To address this knowledge gap, we identified candidate domestication genes using selection scans based on targeted resequencing of 433 wild and domesticated barley accessions. We conducted phylogenetic, population structure, and ancestry analyses to investigate the origin of the domesticated barley haplotypes separately at the neutral and candidate domestication loci.
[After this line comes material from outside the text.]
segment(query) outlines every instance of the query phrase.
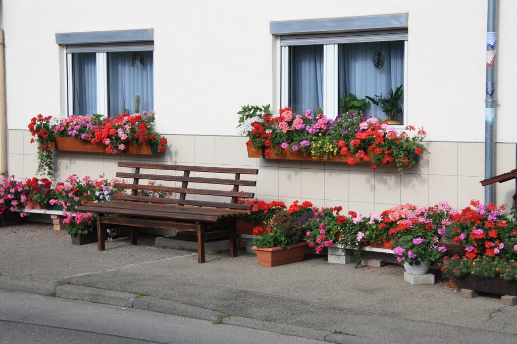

We discovered multiple selective sweeps that occurred on all barley chromosomes during domestication in the background of several ancestral wild populations. The ancestry analyses demonstrated that, although the ancestral blocks of the domesticated barley genomes descended from all over the Fertile Crescent, the candidate domestication loci originated specifically in its eastern and western parts.
These findings provided first molecular evidence in favor of multiple barley domestications in the Levantine and Zagros clusters of the origin of agriculture.
Introduction
Domesticated barley (Hordeum vulgare ssp. vulgare) is one of the Neolithic founder crops, which facilitated establishment of the early agricultural societies (Lev-Yadun et al., 2000). Due to its striking environmental plasticity, barley is an important staple crop in a wide range of agricultural environments (Dawson et al., 2015). The first traces of barley cultivation were found at archaeological sites in the Fertile Crescent, which dated back to ∼10,000 B.C. (Zohary et al., 2012). The Fertile Crescent is the primary habitat of the crop progenitor wild barley (H. vulgare ssp. spontaneum). However, its isolated populations have spread as far as North African and European shores of the Mediterranean Basin and East Asia (Harlan and Zohary 1966). Wild barley is a rich yet underutilized reservoir of novel alleles for breeding of barley cultivars better adapted to predicted future climatic perturbations.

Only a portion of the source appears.